Fig. 3 illustrates the MIX-3D framework, consisting of two models for design point generation and Variational Autoencoders (VAEs) for predicting five metrics. Back-end VAEs are trained on physical design data, while the front-end model uses cycle-accurate simulation results. Users can also leverage transfer learning with a pre-trained VAE on the foundation architecture, significantly reducing dataset construction time.

# B. AI Training Data Generation Approach

To construct a database, it is essential to generate a sufficient volume of data that enables the model to accurately capture trends. For MAERI, parameter sweeps are conducted on processing element (PE) size and bandwidth (BW), while for the Systolic Array, variations in the number of rows (ROW) and columns (COL) are explored to capture trends across different design scales. Additionally, for the power and performance models, the target frequency is swept to account for frequency-dependent trends.
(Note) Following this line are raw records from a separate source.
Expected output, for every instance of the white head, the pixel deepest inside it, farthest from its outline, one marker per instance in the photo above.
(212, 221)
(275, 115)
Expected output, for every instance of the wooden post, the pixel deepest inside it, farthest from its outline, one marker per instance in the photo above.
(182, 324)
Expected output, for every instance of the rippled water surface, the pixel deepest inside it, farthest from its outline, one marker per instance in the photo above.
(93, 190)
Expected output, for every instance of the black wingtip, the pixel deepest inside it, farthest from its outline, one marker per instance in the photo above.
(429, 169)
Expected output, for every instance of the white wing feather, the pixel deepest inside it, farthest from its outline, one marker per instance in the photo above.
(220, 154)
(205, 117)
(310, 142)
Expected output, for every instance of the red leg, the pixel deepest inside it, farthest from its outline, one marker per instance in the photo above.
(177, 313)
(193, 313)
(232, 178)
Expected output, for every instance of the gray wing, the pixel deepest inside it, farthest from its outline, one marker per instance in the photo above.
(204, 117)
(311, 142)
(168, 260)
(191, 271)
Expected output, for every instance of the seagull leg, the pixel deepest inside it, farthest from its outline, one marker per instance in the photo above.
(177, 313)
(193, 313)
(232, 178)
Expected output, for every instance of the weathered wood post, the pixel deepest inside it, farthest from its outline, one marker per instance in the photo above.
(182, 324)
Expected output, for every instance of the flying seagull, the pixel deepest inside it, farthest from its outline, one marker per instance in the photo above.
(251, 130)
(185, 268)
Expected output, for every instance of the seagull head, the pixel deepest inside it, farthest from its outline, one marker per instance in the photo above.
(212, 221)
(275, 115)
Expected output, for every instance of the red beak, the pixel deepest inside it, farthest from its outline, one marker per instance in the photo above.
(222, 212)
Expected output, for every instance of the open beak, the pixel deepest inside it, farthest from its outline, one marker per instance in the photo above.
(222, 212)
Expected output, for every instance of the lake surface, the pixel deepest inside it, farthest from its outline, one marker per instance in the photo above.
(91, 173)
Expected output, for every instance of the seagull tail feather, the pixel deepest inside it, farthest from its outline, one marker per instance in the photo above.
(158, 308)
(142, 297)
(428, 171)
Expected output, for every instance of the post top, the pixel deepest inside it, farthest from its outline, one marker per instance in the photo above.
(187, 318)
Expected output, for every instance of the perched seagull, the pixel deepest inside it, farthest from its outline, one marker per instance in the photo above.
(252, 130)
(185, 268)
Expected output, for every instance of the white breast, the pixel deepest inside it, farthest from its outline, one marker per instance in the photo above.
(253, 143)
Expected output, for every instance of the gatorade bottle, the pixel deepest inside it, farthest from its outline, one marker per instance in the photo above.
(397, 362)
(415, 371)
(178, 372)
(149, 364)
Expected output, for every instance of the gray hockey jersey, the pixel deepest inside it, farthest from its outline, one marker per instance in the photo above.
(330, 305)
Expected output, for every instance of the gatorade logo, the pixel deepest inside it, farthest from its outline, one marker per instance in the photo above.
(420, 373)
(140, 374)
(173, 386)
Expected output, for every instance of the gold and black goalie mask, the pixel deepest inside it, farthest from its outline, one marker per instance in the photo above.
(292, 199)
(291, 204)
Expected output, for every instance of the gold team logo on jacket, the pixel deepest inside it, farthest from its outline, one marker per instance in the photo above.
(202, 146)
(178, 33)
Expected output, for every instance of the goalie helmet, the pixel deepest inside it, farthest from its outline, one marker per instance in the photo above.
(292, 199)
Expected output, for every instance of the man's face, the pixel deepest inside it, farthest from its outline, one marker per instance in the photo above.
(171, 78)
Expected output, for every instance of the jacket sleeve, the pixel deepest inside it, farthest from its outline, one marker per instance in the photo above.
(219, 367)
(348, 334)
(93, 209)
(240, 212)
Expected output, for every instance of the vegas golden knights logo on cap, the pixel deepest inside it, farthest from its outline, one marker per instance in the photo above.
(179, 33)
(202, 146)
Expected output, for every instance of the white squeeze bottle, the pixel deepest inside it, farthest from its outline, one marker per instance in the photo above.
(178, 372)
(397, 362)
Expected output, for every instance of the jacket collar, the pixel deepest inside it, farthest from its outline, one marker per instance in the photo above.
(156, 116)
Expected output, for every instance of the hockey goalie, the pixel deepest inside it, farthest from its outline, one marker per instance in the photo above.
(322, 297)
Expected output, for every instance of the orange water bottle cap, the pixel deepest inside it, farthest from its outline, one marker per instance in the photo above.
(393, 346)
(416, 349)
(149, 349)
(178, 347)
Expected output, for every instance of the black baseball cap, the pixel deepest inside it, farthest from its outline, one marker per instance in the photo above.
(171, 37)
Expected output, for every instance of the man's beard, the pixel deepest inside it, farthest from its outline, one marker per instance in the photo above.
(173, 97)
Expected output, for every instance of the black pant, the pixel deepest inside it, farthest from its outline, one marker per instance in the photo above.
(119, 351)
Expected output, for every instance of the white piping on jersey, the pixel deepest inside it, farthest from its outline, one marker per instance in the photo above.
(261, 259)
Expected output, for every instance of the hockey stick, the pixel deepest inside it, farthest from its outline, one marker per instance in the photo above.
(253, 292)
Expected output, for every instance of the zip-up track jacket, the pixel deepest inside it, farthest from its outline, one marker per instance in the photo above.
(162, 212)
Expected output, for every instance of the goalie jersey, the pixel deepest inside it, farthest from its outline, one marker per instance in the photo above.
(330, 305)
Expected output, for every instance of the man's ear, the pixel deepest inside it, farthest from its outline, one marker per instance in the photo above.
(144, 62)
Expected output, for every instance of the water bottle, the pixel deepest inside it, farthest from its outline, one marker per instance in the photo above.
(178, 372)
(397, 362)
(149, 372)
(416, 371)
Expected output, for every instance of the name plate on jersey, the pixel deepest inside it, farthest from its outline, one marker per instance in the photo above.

The specific parameter values used in our dataset construction are detailed in Table II.

In modeling IR drop and thermal behavior, we adjust the memory tier area to assess the impact of peripheral decap (or silicon for thermal) as shown in Fig. 4. To meet large memory capacity needs and leverage peripheral area benefits on the logic tier, the memory tier area is swept over a range greater than the logic core area.

TABLE III: Number of data in our database and the wall time for construction. It takes a total of **1,888 hours** without transfer learning.

| Metric    | Design     | Train d | lataset | Test dataset |      |
|-----------|------------|---------|---------|--------------|------|
| Metric    | Design     | #Data   | Wall    | #Data        | Wall |
| Power     | MAERI      | 960     | 425h    | 640          | 450h |
| & Perf.   | Sys. Array | 800     | 65h     | 480          | 196h |
| IR drop   | MAERI      | 384     | 112h    | 96           | 142h |
| & Thermal | Sys. Array | 288     | 22h     | 48           | 60h  |
| Workload  | MAERI      | 2,472   | 206h    | 1,648        | 127h |
| Runtime   | Sys. Array | 515     | 52h     | 309          | 31h  |



Fig. 4: Dynamic IR drop map of the logic (= noisier) tier. Heterogeneous 3D Sys. Array with 16nm (logic) + 28nm (memory) and  $32 \times 32$  size is used. Logic and memory tier footprint is identical in (a).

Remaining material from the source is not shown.